I hate the fact that I have to hide who I am.
I guess I should be thankful that I am not one of what I call the blissfully unaware people.
Those severely mentally ill people who think that they are perfectly normal. No, they are delusional. They think everyone else is sick!
That constitutes in my opinion, at least 98% of mentally ill people.
The other 2% are like myself, completely bat sh!t crazy, but completely aware of my own insanity.
I can blend in with the best of them.. Hence my brother's assumption that I am a tick tock.
I'm only dangerous to myself.
I absolutely hate myself.
Time for my morning walk.
Wish me luck!
No sense hating ones self. Hate only evil,which you are not....
Can you help me with distorted allegory?
Brace yourself for a long read.
Having been denied the walk I had in an earlier life I depend at times on wheels and tires.
We have mastered the wheel. Tires not so much maybe.
I possess seven (?) flat wheelchair tires this day. One flat tractor tire. A soft golf cart tire , and one out of round golf cart tire.

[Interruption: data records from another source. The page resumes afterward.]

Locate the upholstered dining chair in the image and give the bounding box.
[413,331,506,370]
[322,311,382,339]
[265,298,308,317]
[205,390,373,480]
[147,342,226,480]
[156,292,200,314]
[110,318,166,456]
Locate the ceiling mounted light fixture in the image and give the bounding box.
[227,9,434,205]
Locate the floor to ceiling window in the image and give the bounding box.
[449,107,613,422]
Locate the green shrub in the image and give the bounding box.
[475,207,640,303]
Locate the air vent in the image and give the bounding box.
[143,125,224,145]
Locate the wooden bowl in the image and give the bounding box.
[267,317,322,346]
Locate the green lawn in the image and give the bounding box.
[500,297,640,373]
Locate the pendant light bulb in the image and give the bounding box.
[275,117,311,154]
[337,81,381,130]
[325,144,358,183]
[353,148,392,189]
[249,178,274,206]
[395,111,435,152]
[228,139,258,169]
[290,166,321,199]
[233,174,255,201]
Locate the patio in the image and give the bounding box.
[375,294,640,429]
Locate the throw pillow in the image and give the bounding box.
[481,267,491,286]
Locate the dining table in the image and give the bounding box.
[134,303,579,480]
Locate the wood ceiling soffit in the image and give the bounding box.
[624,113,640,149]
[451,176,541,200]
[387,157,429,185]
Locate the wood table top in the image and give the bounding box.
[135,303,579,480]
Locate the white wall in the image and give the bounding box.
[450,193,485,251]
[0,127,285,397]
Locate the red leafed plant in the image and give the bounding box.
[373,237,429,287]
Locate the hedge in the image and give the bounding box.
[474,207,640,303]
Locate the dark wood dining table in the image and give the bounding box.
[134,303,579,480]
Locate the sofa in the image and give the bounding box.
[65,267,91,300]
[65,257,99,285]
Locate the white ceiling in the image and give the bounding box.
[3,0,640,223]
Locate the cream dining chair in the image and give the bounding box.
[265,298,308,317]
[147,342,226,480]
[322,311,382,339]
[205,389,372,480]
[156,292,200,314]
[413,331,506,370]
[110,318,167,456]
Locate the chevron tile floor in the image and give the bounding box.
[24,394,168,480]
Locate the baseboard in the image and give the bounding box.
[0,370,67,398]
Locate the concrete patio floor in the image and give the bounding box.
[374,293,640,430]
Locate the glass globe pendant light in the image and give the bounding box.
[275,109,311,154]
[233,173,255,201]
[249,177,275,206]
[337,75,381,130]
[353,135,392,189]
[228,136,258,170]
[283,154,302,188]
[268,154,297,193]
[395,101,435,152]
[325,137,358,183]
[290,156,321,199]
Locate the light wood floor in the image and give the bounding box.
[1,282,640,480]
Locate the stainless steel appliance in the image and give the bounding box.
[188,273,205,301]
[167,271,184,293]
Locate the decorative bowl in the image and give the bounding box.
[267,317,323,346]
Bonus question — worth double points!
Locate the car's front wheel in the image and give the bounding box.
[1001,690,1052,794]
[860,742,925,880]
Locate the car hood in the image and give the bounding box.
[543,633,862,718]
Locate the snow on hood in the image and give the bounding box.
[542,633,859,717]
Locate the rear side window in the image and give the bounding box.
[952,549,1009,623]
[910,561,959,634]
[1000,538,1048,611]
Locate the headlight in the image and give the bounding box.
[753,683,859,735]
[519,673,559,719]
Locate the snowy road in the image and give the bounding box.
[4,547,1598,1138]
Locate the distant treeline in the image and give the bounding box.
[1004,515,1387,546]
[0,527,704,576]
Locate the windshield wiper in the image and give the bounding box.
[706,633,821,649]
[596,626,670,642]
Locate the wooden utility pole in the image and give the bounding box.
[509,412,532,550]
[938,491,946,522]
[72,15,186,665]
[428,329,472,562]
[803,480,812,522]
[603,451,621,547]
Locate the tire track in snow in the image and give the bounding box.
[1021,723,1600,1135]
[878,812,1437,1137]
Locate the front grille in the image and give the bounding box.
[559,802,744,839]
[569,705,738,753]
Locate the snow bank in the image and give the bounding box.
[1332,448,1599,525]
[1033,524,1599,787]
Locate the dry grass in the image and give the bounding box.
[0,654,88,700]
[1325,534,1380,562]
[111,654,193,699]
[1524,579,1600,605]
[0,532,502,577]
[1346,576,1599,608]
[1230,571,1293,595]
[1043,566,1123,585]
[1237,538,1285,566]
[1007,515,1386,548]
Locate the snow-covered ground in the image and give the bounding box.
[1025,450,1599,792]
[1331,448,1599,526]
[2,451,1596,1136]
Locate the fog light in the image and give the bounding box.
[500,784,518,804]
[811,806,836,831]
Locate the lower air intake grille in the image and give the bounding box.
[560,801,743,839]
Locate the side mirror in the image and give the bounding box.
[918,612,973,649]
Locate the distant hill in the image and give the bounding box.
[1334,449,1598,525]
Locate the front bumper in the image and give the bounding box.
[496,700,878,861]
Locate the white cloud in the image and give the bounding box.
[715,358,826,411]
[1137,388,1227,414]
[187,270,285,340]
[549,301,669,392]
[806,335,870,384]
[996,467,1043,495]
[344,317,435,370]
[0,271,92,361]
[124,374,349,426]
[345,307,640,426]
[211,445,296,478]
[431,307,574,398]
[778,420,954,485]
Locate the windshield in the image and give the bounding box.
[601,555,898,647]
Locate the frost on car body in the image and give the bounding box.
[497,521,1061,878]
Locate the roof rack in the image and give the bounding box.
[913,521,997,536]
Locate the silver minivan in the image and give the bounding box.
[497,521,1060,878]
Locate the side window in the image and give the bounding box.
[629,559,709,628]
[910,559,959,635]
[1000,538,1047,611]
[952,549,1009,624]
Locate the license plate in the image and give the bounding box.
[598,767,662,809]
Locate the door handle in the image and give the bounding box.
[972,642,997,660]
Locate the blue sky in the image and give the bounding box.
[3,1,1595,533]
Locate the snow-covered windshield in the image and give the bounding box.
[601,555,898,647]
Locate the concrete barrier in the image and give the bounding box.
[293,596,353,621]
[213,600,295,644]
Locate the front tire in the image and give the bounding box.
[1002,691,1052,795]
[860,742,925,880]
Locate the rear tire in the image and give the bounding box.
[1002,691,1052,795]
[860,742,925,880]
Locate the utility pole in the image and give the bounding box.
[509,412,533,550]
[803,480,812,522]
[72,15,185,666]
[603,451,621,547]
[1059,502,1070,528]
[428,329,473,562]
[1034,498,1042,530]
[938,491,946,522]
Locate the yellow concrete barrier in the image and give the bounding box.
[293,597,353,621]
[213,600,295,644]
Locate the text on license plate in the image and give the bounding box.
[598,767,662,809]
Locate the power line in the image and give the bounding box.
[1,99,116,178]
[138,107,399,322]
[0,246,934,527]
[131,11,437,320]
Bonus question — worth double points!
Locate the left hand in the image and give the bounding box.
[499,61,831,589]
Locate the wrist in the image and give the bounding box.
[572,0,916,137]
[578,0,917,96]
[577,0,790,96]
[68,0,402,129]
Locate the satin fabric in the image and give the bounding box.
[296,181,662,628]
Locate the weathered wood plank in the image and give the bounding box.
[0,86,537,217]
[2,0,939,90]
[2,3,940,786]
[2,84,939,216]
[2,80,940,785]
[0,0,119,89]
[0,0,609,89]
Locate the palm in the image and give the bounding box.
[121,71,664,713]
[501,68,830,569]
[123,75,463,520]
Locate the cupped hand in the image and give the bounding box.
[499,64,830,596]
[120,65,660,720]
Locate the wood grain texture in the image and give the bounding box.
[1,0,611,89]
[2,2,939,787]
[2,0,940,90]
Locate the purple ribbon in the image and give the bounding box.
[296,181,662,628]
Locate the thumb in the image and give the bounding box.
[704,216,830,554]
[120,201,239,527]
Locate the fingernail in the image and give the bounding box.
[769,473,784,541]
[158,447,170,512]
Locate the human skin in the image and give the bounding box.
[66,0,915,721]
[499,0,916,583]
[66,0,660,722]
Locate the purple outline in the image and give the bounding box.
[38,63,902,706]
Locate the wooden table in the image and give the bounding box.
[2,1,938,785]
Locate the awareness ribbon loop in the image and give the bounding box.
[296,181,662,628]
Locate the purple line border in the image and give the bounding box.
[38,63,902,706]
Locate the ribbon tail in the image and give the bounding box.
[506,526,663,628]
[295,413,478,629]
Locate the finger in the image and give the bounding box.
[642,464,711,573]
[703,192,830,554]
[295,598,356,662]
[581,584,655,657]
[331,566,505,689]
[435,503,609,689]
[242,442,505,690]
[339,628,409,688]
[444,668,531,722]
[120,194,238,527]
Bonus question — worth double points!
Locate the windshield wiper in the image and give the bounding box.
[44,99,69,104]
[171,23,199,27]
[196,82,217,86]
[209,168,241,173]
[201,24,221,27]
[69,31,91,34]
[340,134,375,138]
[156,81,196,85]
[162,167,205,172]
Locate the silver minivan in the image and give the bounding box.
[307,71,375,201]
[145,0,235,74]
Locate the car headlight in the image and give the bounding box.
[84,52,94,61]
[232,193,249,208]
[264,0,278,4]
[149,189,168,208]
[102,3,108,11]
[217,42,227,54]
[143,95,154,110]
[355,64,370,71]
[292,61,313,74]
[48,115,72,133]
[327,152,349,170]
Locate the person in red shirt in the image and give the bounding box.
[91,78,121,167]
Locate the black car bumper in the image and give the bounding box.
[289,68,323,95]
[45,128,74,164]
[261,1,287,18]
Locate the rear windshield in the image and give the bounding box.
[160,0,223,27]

I know enough about inner tubes to curse them. Through trial and error there are the occasional successes with replacing one without pinching it so bad it leaks.
Then pump away. Usually with about a foot long bicycle pump. Other times with a standard pump.
A fairly generous amount of time on a trip to Canada and a thinnest thorn causing a leak with a hundred pound pressure to fill a tire resulted somehow in my not having 40 inch biceps.
So why tubes in wheelchair tires instead of foam filled ones? Are we crazy?
Tried one foam filled set. Not too bad a result. A learning thing perhaps.
One model chair was/is developed through free sourcing (a marvelous concept worthy of embracing for general inventiveness to benefit less fortunate folk) that is designed for third world countries where service of chairs is not common.
Thus standard bicycle tires are used. And the accursed tubes. Yet standard bearings found mostly worldwide . A sound concept.
My experience with a bike shop once one was located at a distance (yes , still Michigan) was looked forward to as the solution. The clouds parted , a beam of sunlight illuminated the shop and a heavenly chorus harmonized on a single note......
Then I went inside.
Sat on the floor and watched a fellow wage battle with tubes. When instructed to inflate them to a hundred pounds he cringed and insisted such was not a good idea with such narrow tire beads. My pointing out the tires themselves indicated such did not encourage him so, I later used the tiny pump as usual.
Want to roll? Then expect to pump. Till you(I) learn how to fill with foam ,or acquire and install inserts. But it is do-able. Right?
Now to the allegory of sorts.
My brains files are in cabinets on wheels , with tubed tires. Only room for one cabinet in front of my minds eye.
The flustered little guy in charge of files has to wheel the current cabinet into the closet , and then wheel out the cabinet with the current desired topic/thought in it.
When a cabinet is called up and has a flat tire the little guy in charge who now we find through our hearing has a kind of off color gregorian chant going on as he pumps is not amused.
About the time he has the cabinet ready to roll , another two have been called up.
Now his chant is more off color and he either pulls the last called for cabinet after shoving the one he "fixed" back into the closet , or shoves it in front of the "eye",or the most recent called for one has a flat tire too and he kicks it and goes out for coffee.
How do we fix those flat tires in my mind that create wheel chocks in front of forward thinking momentum?
And what about the flustered little guy running the show who's method of coping when things are rushed in an inefficient operation (in his opinion) is going out for coffee?